You talked in your speech about the relationship [between a new market] and the Energy Imbalance Market. What kind of complications would there be in having an overlay with that market?
This goes back to the mindset of folks saying, ‘Either I do EIM or I have to do this regional market, and I have to choose between them.’ And that was my point [in the NIPPC speech] — you don’t.
I mean, the only difference is whether you are participating in the EIM as a group or individually. If you’re participating as a group, then maybe you’ll have a say in how prices are formed, where today you don’t have a say.
If the California legislature won’t give up control [of CAISO’s governance], well then you’re having a peer-to-peer discussion and that goes to FERC. So the point is, if [CAISO] won’t change its price formation, then the entities outside will say, ‘We got together and we decided we’re going to price ramping this way, and we’re going to price hydro this way,’ and then you have to make those interact at the border. And so when we’re selling to you, you’ll pay our price, and when you’re selling to us, we’ll pay your price, and that’s interregional coordination.
The whole point is that market-to-market coordination creates huge efficiencies. In fact, you’d have higher levels of trade than you would with the EIM, because EIM is individual, so if one person creates a constraint on another person’s system, you have to stop. If you combine them together and say we’ll manage constraints together, we’ll have more throughput. So the whole notion out here that they have to make this choice between EIM or not is just fiction.
I hope they’ll go back and think about this notion of participating as a team or a group, banding together and then participating in the EIM, and then you can have a conversation about, ‘Well it doesn’t matter what California says about price formation, we have an opinion too. And if there’s a conflict, we’ll resolve it at FERC.’ And I know that scares some people, but my point is, who [is CAISO] going to trade with?
So it would be something like a joint operating agreement? That would be the relationship?
Yeah, it’s a market-to-market coordination joint operating agreement. There would be an agreement approved by FERC. This is not unheard of. This is the way everybody else does it. We have them with New York, MISO, [the Tennessee Valley Authority], with Duke [Energy], so it’s pretty standard.
I’ve talked with some in the Northwest who say the idea of applying the standard market design is outdated and not really applicable to the region. What do you think about that?
This is key: The market design has to adapt to the region, not the region to the design. So the whole mindset back in the day that you have a standard market design and we have to adapt to it was never going to work. In fact, we don’t even have that. There’s differences between MISO’s design and PJM’s design because of the regional structure.
But for the West, we’re not saying you have to take our design. Now there’s stuff we’ve learned where every place in the world there are certain key things — like economic dispatch — that are always going to work. But as far as hydro coordination out here, it’s a huge deal, so the market side has to adapt and let hydro coordination be a primary design criteria.

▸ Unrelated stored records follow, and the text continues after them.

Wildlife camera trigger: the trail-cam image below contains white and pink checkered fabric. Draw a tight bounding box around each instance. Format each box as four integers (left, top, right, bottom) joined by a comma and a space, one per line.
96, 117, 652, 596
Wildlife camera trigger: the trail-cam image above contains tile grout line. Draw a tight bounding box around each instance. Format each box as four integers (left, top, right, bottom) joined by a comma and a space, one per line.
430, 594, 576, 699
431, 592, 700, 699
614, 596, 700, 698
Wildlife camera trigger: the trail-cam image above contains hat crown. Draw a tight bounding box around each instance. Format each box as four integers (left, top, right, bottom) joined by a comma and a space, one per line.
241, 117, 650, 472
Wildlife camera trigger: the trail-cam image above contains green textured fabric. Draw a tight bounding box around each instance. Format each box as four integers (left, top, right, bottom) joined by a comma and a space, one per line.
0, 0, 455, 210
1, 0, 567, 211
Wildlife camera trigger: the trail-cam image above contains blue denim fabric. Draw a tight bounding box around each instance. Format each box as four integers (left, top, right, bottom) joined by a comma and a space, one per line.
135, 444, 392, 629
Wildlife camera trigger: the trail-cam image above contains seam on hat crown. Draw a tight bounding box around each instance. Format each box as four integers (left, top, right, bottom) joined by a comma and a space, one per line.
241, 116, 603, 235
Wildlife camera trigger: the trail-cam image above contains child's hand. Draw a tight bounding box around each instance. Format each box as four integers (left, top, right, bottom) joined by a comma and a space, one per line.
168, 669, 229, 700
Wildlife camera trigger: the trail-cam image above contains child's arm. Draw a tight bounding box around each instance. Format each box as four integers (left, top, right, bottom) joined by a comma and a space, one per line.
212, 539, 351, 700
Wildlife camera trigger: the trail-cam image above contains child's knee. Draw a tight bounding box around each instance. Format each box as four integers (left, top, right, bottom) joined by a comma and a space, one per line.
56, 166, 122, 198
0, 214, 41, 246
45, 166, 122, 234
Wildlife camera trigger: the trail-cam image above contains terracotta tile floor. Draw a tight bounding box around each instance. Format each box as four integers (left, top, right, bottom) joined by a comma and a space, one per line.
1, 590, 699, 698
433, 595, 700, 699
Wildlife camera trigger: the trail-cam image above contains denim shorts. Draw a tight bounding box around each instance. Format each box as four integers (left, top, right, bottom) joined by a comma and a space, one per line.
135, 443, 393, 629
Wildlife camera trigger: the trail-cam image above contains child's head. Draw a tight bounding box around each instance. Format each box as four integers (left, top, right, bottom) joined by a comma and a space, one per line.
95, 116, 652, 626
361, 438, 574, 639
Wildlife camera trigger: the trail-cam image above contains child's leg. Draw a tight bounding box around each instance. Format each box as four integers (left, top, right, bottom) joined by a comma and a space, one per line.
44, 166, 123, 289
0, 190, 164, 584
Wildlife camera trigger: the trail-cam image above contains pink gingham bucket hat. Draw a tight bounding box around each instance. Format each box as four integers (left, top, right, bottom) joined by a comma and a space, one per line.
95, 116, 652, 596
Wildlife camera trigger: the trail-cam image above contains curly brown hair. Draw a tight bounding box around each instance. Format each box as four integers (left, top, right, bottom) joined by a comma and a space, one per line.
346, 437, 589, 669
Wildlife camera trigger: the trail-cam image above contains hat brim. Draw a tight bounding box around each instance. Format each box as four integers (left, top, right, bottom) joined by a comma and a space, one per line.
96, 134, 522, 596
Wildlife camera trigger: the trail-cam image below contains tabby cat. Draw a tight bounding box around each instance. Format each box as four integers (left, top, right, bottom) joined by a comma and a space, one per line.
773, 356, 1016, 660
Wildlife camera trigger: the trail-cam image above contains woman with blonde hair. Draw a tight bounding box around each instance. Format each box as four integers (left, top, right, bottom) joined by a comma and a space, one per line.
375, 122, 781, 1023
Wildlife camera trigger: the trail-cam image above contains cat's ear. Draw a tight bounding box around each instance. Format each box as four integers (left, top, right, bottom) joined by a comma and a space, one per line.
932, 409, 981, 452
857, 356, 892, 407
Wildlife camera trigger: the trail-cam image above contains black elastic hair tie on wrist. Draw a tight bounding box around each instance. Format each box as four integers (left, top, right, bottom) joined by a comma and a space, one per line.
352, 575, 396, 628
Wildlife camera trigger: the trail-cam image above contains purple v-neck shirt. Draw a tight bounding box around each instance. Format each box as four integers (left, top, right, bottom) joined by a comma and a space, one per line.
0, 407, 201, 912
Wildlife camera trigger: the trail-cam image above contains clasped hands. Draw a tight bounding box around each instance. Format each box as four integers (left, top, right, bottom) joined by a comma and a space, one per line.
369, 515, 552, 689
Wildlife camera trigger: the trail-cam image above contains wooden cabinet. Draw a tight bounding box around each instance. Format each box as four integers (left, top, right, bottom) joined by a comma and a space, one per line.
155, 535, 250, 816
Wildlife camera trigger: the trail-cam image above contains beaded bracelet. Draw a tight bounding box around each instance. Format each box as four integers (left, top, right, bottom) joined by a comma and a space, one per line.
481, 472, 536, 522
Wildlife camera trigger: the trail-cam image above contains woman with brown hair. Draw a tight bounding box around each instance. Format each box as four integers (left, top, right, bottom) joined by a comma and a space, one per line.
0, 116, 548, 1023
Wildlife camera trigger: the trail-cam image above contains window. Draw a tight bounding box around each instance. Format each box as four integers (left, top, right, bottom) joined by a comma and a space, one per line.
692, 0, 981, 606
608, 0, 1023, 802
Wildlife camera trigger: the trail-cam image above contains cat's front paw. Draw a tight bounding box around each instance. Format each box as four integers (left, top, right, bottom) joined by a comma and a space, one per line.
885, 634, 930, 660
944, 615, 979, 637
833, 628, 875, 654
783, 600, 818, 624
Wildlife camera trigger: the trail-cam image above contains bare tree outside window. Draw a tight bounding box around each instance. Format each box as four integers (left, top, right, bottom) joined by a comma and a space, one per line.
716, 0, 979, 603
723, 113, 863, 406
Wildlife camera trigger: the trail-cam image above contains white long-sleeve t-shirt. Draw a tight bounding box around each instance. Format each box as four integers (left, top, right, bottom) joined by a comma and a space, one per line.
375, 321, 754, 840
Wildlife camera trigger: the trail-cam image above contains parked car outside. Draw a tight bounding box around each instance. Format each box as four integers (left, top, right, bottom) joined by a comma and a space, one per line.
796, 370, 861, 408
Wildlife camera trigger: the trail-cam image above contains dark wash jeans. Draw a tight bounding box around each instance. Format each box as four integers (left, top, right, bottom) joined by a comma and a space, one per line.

Is there a timeline you’re operating on in the West?
No, it really depends on the folks here. There originally was a timeline because Peak had a certain burn and had to have an answer by a certain date. But once Peak and PJM dissolved their relationship, there’s no timeline on our side. It’s what the region wants. And this is why we considerably slowed down and we’re talking to people at a more casual pace. My opinion is, the quicker the better for them.